Dietro ogni guerra c’è una stessa radice: la perdita del senso di comunità globale. Ogni Paese difende la propria sovranità come un fortino, dimenticando che la pace non si costruisce da soli. L’ONU lancia appelli, ma la diplomazia è diventata lenta, frammentata, impotente. Il multilateralismo che il presidente Mattarella definiva “garanzia di pace e cooperazione” rischia di ridursi a un rituale diplomatico privo di forza morale.
Eppure, la storia ci ha insegnato che la pace non nasce dalla rassegnazione, ma dalla volontà politica e civile. La pace si costruisce con le scuole, con il lavoro, con la cultura, con il rispetto dell’altro.
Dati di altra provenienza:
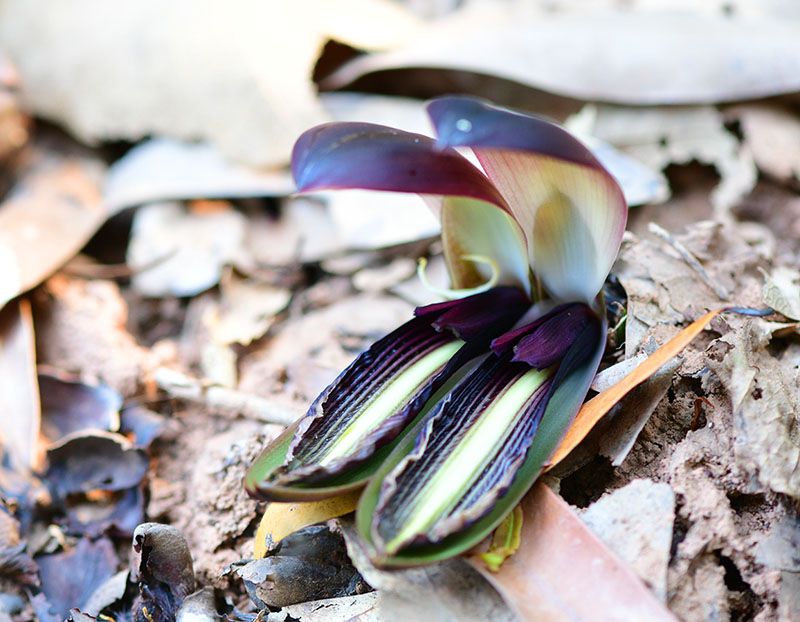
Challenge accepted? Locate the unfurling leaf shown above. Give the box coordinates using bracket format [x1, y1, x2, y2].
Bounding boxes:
[245, 287, 529, 501]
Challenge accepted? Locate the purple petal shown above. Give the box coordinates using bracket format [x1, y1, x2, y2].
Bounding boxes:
[491, 303, 598, 369]
[490, 303, 582, 354]
[427, 97, 627, 303]
[513, 304, 596, 368]
[427, 96, 605, 172]
[291, 122, 508, 208]
[415, 286, 530, 340]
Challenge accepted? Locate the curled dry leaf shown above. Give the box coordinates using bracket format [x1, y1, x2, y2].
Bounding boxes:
[0, 299, 39, 472]
[325, 7, 800, 105]
[127, 201, 247, 297]
[0, 149, 106, 311]
[45, 432, 149, 500]
[340, 519, 516, 622]
[470, 483, 677, 622]
[0, 0, 420, 166]
[705, 320, 800, 498]
[238, 525, 365, 609]
[33, 537, 118, 622]
[38, 372, 122, 445]
[579, 479, 675, 602]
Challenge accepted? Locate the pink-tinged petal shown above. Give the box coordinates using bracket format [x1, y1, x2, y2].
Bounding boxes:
[427, 97, 627, 303]
[438, 197, 530, 293]
[291, 122, 508, 208]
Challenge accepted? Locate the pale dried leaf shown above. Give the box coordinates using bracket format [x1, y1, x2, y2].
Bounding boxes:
[471, 483, 677, 622]
[589, 105, 756, 216]
[281, 592, 381, 622]
[729, 103, 800, 185]
[340, 520, 516, 622]
[0, 0, 420, 166]
[326, 7, 800, 105]
[127, 202, 247, 297]
[760, 266, 800, 321]
[103, 138, 294, 213]
[706, 320, 800, 497]
[202, 276, 290, 347]
[0, 299, 39, 471]
[0, 149, 105, 310]
[579, 479, 675, 602]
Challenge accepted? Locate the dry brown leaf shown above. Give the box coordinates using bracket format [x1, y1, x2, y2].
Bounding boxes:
[202, 275, 291, 347]
[103, 138, 295, 214]
[0, 0, 420, 167]
[127, 202, 247, 297]
[729, 103, 800, 185]
[0, 149, 105, 311]
[706, 320, 800, 497]
[547, 309, 721, 469]
[341, 520, 516, 622]
[326, 7, 800, 105]
[0, 299, 39, 471]
[579, 479, 675, 602]
[254, 491, 361, 559]
[471, 482, 677, 622]
[760, 265, 800, 321]
[36, 275, 151, 396]
[589, 105, 756, 216]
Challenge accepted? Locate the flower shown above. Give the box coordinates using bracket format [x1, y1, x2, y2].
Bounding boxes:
[245, 96, 627, 566]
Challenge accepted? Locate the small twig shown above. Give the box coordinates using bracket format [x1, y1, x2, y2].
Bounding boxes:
[154, 367, 297, 426]
[648, 222, 730, 301]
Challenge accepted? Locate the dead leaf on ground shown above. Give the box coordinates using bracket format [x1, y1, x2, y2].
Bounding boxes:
[325, 7, 800, 105]
[706, 319, 800, 498]
[547, 309, 723, 469]
[588, 105, 757, 217]
[471, 482, 677, 622]
[760, 265, 800, 321]
[0, 0, 420, 166]
[103, 137, 295, 214]
[35, 275, 151, 396]
[341, 519, 516, 622]
[33, 537, 117, 622]
[45, 432, 148, 500]
[127, 201, 248, 297]
[0, 148, 106, 311]
[237, 525, 365, 609]
[0, 299, 39, 472]
[579, 479, 675, 602]
[0, 506, 37, 585]
[728, 103, 800, 186]
[38, 372, 122, 445]
[280, 592, 380, 622]
[202, 274, 291, 347]
[557, 357, 683, 472]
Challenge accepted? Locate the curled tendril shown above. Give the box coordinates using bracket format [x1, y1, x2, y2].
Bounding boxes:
[417, 254, 500, 300]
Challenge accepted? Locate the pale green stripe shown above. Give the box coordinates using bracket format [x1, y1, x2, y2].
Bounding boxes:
[387, 366, 550, 552]
[319, 340, 463, 465]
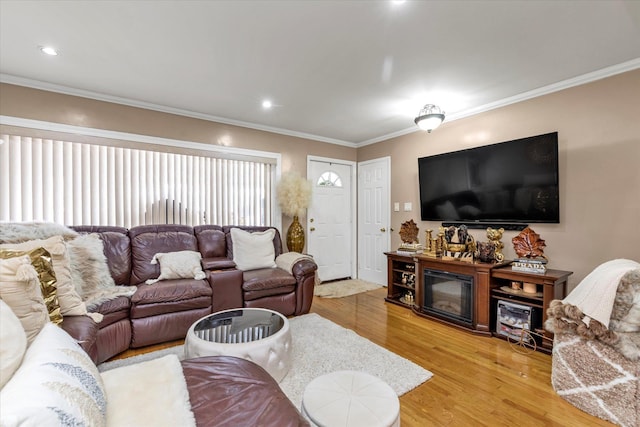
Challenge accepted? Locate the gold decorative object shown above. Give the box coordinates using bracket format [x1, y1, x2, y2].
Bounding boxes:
[446, 243, 467, 252]
[423, 228, 444, 258]
[512, 226, 547, 260]
[286, 215, 305, 253]
[276, 172, 312, 253]
[486, 227, 505, 263]
[397, 220, 423, 254]
[440, 225, 476, 261]
[399, 219, 419, 244]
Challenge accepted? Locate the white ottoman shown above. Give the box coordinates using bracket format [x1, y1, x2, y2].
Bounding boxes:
[184, 308, 292, 382]
[302, 370, 400, 427]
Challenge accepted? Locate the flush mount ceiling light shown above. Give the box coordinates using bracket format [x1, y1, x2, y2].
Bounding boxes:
[261, 100, 273, 109]
[414, 104, 445, 133]
[39, 46, 58, 56]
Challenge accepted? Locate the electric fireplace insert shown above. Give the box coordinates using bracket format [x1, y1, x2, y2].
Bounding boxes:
[422, 269, 474, 328]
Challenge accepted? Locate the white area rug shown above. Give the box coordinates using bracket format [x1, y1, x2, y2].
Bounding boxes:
[99, 313, 432, 408]
[314, 278, 384, 298]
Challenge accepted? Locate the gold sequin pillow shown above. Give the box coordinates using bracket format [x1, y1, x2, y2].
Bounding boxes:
[0, 255, 51, 343]
[0, 247, 62, 324]
[0, 235, 88, 318]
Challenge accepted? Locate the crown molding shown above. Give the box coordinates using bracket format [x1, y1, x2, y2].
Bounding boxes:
[3, 57, 639, 149]
[0, 74, 358, 148]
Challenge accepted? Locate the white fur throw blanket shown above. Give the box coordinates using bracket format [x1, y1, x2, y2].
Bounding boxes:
[563, 259, 640, 328]
[0, 222, 79, 243]
[100, 354, 196, 427]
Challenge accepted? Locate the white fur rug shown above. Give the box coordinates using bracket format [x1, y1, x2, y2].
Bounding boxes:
[314, 278, 384, 298]
[99, 313, 432, 408]
[101, 354, 196, 427]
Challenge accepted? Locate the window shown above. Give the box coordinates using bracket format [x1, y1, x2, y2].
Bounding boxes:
[316, 171, 342, 187]
[0, 133, 275, 227]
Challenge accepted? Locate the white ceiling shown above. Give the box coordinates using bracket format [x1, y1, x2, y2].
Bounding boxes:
[1, 1, 640, 147]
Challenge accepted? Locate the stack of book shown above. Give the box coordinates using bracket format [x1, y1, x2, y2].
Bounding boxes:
[511, 257, 548, 274]
[396, 243, 422, 257]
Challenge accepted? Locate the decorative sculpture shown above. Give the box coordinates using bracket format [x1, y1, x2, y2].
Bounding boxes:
[399, 219, 419, 244]
[441, 225, 475, 262]
[423, 228, 443, 258]
[476, 242, 496, 263]
[486, 227, 505, 263]
[512, 226, 547, 260]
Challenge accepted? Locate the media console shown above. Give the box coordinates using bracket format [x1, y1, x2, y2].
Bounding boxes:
[384, 252, 572, 352]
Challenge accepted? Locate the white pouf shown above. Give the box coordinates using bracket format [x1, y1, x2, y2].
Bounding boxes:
[184, 308, 292, 382]
[302, 370, 400, 427]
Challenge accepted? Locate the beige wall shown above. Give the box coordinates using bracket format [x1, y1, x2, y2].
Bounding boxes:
[2, 70, 639, 289]
[0, 83, 357, 236]
[358, 69, 640, 289]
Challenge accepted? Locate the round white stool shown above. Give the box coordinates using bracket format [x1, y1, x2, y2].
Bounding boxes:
[301, 370, 400, 427]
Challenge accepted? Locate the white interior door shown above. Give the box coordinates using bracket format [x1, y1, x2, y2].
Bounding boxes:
[357, 157, 390, 284]
[307, 159, 354, 282]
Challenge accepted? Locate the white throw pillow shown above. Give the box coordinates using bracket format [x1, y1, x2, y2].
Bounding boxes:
[0, 256, 49, 344]
[0, 323, 107, 427]
[0, 300, 27, 389]
[0, 236, 88, 317]
[230, 228, 277, 271]
[145, 250, 206, 284]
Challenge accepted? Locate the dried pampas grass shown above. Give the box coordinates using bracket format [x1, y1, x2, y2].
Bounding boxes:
[277, 172, 312, 217]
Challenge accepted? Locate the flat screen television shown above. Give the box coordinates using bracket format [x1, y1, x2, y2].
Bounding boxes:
[418, 132, 559, 228]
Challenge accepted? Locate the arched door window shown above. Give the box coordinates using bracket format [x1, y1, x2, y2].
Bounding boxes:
[316, 171, 343, 187]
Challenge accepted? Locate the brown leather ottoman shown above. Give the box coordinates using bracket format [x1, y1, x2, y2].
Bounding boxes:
[181, 356, 308, 427]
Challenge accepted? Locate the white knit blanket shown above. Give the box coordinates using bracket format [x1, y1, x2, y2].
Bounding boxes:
[276, 251, 320, 285]
[563, 259, 640, 328]
[275, 251, 313, 273]
[100, 354, 196, 427]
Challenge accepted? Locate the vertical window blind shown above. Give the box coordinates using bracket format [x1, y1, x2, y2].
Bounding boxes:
[0, 134, 274, 228]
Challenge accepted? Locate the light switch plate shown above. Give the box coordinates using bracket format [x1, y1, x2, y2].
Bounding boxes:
[394, 202, 400, 212]
[403, 202, 412, 212]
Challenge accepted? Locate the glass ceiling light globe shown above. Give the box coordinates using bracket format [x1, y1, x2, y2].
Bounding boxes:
[39, 46, 58, 56]
[414, 104, 445, 133]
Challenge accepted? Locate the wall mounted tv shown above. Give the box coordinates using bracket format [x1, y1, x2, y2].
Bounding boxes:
[418, 132, 559, 229]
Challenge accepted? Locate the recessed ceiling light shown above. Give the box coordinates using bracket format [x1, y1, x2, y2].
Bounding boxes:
[262, 100, 273, 109]
[39, 46, 59, 56]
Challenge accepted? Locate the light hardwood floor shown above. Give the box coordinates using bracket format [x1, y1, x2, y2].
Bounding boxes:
[113, 287, 613, 426]
[310, 287, 612, 427]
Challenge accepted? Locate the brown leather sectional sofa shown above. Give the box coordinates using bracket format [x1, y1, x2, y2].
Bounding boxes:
[63, 224, 317, 364]
[55, 224, 315, 426]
Ogni volta che un bambino impara a leggere invece che a imbracciare un’arma, il mondo guadagna una speranza.
L’assedio di El Fasher è il simbolo di un mondo che ha perso la bussola. Ma può anche essere il punto di partenza per ritrovarla. Perché non basta indignarsi — bisogna scegliere di guardare. Guardare i volti, i nomi, le storie. E ricordare che dietro ogni guerra dimenticata c’è sempre un’umanità che chiede solo di vivere in pace.
La pace, oggi, non è un’utopia: è una necessità morale. Ma serve il coraggio di ridarle centralità, nelle agende politiche e nelle coscienze. Perché la guerra, quando diventa abitudine, è già vittoria dell’ingiustizia.